Dose and Fractionation

EU and North American studies in adults failed to demonstrate advantages to higher doses beyond 50.4 Gy. This has not been confirmed in children, therefore the present practice is reported (2011), 54 Gy - 55 Gy. It has been reported that there are biological differences in pediatric LGA and adult disease. At present the recommendation for a "standard" dose of 50 - 54 Gy depending on the child's age and tumor location with respect to critical normal structures such as the chiasm, and perhaps the hippocampus.
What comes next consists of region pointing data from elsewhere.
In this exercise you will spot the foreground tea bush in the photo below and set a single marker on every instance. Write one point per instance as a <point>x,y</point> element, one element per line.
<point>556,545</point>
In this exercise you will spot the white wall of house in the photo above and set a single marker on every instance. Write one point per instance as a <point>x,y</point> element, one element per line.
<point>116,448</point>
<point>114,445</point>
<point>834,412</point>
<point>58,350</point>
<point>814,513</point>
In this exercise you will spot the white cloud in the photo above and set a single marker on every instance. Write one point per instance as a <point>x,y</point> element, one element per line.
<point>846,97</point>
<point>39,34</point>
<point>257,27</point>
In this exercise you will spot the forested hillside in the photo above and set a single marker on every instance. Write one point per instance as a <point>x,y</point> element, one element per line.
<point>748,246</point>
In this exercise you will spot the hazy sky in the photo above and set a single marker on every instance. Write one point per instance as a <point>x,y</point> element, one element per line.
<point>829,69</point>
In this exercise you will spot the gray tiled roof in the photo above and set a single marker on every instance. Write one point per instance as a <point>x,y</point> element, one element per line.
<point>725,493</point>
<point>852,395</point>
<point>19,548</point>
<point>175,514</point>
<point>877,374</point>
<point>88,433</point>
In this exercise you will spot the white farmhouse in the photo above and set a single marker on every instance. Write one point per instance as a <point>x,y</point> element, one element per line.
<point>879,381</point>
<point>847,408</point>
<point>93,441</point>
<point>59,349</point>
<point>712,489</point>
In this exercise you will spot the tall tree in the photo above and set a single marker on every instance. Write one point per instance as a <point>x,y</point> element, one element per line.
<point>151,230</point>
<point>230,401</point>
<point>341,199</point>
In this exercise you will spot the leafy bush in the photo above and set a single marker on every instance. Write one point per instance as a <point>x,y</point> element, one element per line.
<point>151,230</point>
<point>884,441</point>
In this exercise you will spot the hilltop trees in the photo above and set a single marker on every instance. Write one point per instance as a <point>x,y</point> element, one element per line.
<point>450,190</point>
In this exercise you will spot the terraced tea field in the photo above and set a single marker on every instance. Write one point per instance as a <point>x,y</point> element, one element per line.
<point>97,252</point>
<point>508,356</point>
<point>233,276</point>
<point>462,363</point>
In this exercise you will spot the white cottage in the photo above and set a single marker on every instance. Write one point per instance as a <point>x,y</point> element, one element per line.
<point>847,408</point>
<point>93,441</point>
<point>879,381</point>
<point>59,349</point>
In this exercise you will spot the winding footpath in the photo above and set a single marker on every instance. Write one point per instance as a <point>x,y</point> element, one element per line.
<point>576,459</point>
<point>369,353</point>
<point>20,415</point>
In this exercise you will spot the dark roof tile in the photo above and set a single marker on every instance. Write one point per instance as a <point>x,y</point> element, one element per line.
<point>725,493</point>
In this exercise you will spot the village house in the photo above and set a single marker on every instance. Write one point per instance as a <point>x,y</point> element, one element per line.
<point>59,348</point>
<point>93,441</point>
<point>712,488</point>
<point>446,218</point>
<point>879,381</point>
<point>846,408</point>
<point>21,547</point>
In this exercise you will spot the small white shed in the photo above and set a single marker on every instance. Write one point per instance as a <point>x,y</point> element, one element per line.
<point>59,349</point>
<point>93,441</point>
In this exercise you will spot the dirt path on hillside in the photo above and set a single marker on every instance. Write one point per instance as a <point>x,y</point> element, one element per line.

SRS has been used with single fraction doses of 10 Gy - 20 Gy to the LGA. This has not been proven, and may not be appropriate for diffuse infiltrating disease.

Outcomes, Patterns of Failure, Prognostic Indicators

The overall survival for surgically resected tumors is 95% with surgery and 90% with radiation. Most surgical recurrences can be re-resected successfully with radiation reserved fro those increasingly fewer patients that cannot be surgically resected.